Over the last few decades, we seem to have gotten better at the micro aspects of security, such as formally verifying protocols and designing cryptographic algorithms, but have worsened, or at least failed to keep up at the macro aspects, such as building and managing effective, reproducible, risk-based security programs.
This can probably be attributed to both the scale of the systems we now depend on and perhaps even more to human factors. The quote, “Bureaucracy defends the status quo long past the time when the quo has lost its status,” is relevant here. Security organizations grow organically, not strategically, usually in response to a past failure or a newly recognized risk, which ultimately results in new teams that exist forever increasing the overall load of the security organization on the business. The role of these organizations typically expands over time to justify this load transforming them into data-gathering organizations. This explains why enterprises have so many dashboards of data that fail to drive action. Organizations are overwhelmed and struggle to understand where their risks lie so they can effectively allocate their limited resources toward achieving security-positive outcomes.
Building on this foundation of understanding risks, then there is the question of how we manage the success of security organizations in managing risk, as the saying goes, “If you can’t measure it, you can’t manage it.” The issue is that organizations often turn these measurements into metrics of success, which seems rational on the surface. However, in practice, we encounter another adage: “When a measure becomes a target, it ceases to be a good measure,” something that is especially true in security. For example, we often measure a security program for responding to an incident well, shipping new capabilities or passing audits, but this is an incomplete picture, using audits as an example, they are designed to fit every organization, which takes us to the saying, “If you try to please all, you please none.” In the case of security, you are guaranteed to be missing major issues or, at an absolute minimum, prioritizing activity over effectiveness with this approach. To make this more concrete this incentivizes successful audits (despite the incomplete picture this represents), and seeing the number of CVEs identified go down (despite these figures almost always being false positives) which in turn mislead organizations into believing they are more secure than they actually are.

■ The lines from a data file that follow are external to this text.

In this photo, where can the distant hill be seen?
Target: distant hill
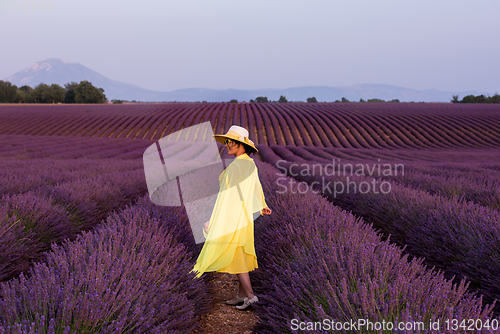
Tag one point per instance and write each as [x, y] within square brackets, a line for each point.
[61, 72]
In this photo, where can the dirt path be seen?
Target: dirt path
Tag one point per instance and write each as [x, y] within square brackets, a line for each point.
[225, 318]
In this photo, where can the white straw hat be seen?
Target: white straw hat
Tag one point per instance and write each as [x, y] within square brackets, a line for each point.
[236, 133]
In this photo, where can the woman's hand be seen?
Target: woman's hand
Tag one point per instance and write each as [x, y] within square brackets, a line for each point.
[205, 227]
[266, 211]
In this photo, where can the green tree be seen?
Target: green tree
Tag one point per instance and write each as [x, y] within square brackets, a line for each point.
[493, 99]
[469, 99]
[8, 92]
[480, 99]
[375, 101]
[85, 92]
[40, 93]
[69, 97]
[54, 94]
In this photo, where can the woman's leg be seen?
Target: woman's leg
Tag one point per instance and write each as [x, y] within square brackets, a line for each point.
[245, 286]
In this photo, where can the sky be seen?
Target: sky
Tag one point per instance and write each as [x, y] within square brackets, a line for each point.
[447, 45]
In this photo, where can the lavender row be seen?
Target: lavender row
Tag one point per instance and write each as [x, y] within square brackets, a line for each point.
[62, 147]
[452, 235]
[318, 262]
[476, 182]
[30, 222]
[21, 175]
[129, 275]
[481, 187]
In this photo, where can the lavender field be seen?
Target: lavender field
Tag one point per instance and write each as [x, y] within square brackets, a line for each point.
[415, 238]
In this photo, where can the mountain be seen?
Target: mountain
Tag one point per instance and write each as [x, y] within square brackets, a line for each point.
[61, 72]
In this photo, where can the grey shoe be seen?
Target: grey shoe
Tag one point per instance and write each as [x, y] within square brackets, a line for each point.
[247, 302]
[235, 300]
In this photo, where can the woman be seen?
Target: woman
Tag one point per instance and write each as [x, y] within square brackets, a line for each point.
[229, 245]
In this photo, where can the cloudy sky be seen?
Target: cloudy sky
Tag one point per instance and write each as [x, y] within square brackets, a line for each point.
[221, 44]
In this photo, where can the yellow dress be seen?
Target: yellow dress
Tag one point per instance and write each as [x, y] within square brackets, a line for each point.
[229, 245]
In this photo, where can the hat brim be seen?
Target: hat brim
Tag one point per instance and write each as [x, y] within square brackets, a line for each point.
[221, 138]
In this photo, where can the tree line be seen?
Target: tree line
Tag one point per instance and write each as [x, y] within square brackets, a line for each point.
[73, 92]
[477, 99]
[282, 99]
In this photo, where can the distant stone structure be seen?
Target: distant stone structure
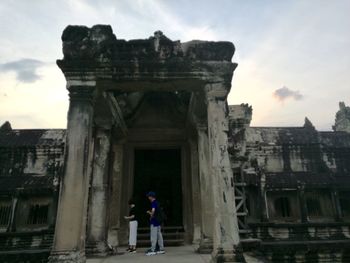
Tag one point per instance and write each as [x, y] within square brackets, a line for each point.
[152, 114]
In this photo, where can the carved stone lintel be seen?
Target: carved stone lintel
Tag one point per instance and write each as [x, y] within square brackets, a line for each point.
[67, 257]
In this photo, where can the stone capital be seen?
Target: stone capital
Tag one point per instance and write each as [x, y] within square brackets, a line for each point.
[216, 91]
[82, 93]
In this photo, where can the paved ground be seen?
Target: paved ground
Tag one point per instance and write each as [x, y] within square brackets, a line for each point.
[183, 254]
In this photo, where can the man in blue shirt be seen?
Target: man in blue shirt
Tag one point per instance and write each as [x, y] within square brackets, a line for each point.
[156, 234]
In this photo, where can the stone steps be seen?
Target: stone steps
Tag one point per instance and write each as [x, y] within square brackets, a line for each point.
[173, 236]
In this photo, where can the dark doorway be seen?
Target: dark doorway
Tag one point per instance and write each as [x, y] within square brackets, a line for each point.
[159, 171]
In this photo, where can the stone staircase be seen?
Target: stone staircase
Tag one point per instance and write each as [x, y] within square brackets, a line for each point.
[172, 235]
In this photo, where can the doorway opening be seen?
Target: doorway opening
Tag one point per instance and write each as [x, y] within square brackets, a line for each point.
[159, 170]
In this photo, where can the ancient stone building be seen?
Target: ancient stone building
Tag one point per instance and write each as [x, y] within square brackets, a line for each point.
[152, 114]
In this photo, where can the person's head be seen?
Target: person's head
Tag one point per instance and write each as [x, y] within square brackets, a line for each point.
[131, 202]
[151, 196]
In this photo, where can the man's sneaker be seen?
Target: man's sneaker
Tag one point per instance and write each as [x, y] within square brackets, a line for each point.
[150, 252]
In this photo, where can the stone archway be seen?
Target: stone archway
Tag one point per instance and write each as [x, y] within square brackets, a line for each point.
[108, 80]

Transitioning from metrics a combination of metrics, technology, and continual improvement, can help with some of the scale problems above, for example, AI shows promise for triaging issues and accelerating the review of low-level issues that fit neatly into a small context window but at the same time give a false sense of security. The human problems, on the other hand, are something we cannot simply automate; the best we can do is to rethink the way we build organizations so that empowerment and accountability are woven into how the organization operates. This will require ensuring those who take on that accountability truly understand how systems work and build their teams with a culture of critical, continual improvement. The second-order effects of these scale tools is de-skilling of the creators and operators of the tools — for example, I am always blown away how little modern computer science graduates understand of the way the systems they write code on operate — even from the most prestigious schools. We must also make continual education a key part of how we build our organizations.

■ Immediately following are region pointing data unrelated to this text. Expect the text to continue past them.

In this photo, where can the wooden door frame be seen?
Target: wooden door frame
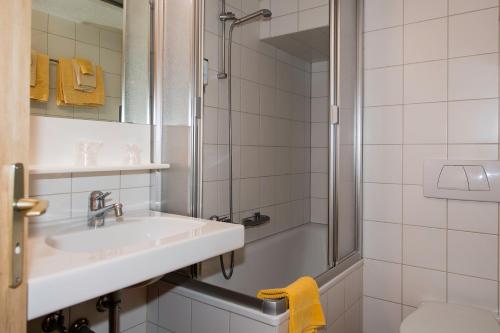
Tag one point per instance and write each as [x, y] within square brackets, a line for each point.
[15, 46]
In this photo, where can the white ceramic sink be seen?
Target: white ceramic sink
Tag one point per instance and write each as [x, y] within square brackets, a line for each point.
[68, 263]
[133, 232]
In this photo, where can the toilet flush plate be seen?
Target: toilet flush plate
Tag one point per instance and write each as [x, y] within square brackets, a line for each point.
[462, 180]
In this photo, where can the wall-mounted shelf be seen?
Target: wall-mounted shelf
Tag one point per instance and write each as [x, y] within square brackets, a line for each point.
[52, 169]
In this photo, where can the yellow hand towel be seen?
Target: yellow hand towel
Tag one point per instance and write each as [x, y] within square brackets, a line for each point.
[40, 92]
[306, 313]
[33, 69]
[68, 95]
[86, 67]
[83, 82]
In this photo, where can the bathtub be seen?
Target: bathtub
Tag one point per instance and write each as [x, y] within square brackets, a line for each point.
[271, 262]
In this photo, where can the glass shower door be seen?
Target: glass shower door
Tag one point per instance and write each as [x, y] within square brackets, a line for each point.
[344, 134]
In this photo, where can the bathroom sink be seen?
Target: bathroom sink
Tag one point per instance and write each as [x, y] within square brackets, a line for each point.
[152, 231]
[86, 263]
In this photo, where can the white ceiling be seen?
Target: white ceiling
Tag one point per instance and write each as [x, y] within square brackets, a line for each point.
[84, 11]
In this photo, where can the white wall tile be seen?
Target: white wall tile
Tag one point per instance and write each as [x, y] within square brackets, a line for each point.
[314, 18]
[383, 125]
[319, 185]
[420, 10]
[283, 25]
[39, 20]
[59, 208]
[473, 216]
[319, 84]
[353, 288]
[382, 241]
[426, 41]
[474, 33]
[111, 40]
[424, 247]
[422, 211]
[423, 285]
[50, 184]
[382, 202]
[135, 179]
[207, 318]
[383, 14]
[382, 163]
[175, 311]
[473, 254]
[473, 291]
[381, 316]
[250, 161]
[408, 310]
[60, 47]
[135, 198]
[383, 48]
[473, 121]
[319, 210]
[82, 182]
[382, 280]
[425, 82]
[425, 123]
[473, 77]
[61, 27]
[283, 7]
[87, 33]
[473, 152]
[336, 302]
[384, 86]
[461, 6]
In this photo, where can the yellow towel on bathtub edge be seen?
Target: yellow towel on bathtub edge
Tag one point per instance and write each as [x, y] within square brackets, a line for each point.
[306, 313]
[40, 92]
[68, 95]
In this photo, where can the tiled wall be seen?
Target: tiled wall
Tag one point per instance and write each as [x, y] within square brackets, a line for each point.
[319, 142]
[60, 38]
[271, 128]
[174, 311]
[291, 16]
[68, 193]
[431, 92]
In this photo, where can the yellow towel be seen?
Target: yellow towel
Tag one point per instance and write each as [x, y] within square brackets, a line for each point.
[306, 313]
[83, 82]
[40, 92]
[33, 69]
[68, 95]
[86, 67]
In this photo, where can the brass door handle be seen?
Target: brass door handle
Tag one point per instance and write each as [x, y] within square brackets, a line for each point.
[31, 207]
[21, 207]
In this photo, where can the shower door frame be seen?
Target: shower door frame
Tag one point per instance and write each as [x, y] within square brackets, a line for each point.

Finally, focusing on system design, to support this from a design standpoint, we also need to consider how we design systems. The simplest approach is to design these systems in the most straightforward way possible, but even then, we need to consider the total operational nature of the system as part of the design. In user experience, we design for key users; early on, we talk about the concept of user stories. In system design, we often design and then figure out how that system will be operated and managed. We need to incorporate operational security into our designs. Do they emit the information (metrics and contextualized logs) required to monitor, do we provide the tools to use them to do this detection? If not how are their users to know they are operating securely? For example, do they enable monitoring for threats like token forgery over time? We must make the systems we ship less dependent on the human being involved in their operation, recognizing that they are generalists, not specialists, and give them simple answers to these operational issues if we want to help them achieve secure outcomes.
In conclusion, organizations need to look at the technological, and human aspects of their security program as well as their technology choices continuously and critically. This will almost certainly involve rethinking the metrics they use to drive security efforts, while also building a workplace culture centered on empowerment, accountability, continuous improvement and fundamentally integrating the security lifecycle of systems into the design process from day one. By adopting these strategic pillars, organizations can build more resilient, effective, and adaptable security programs that are equipped to meet the challenges of today’s dynamic environment.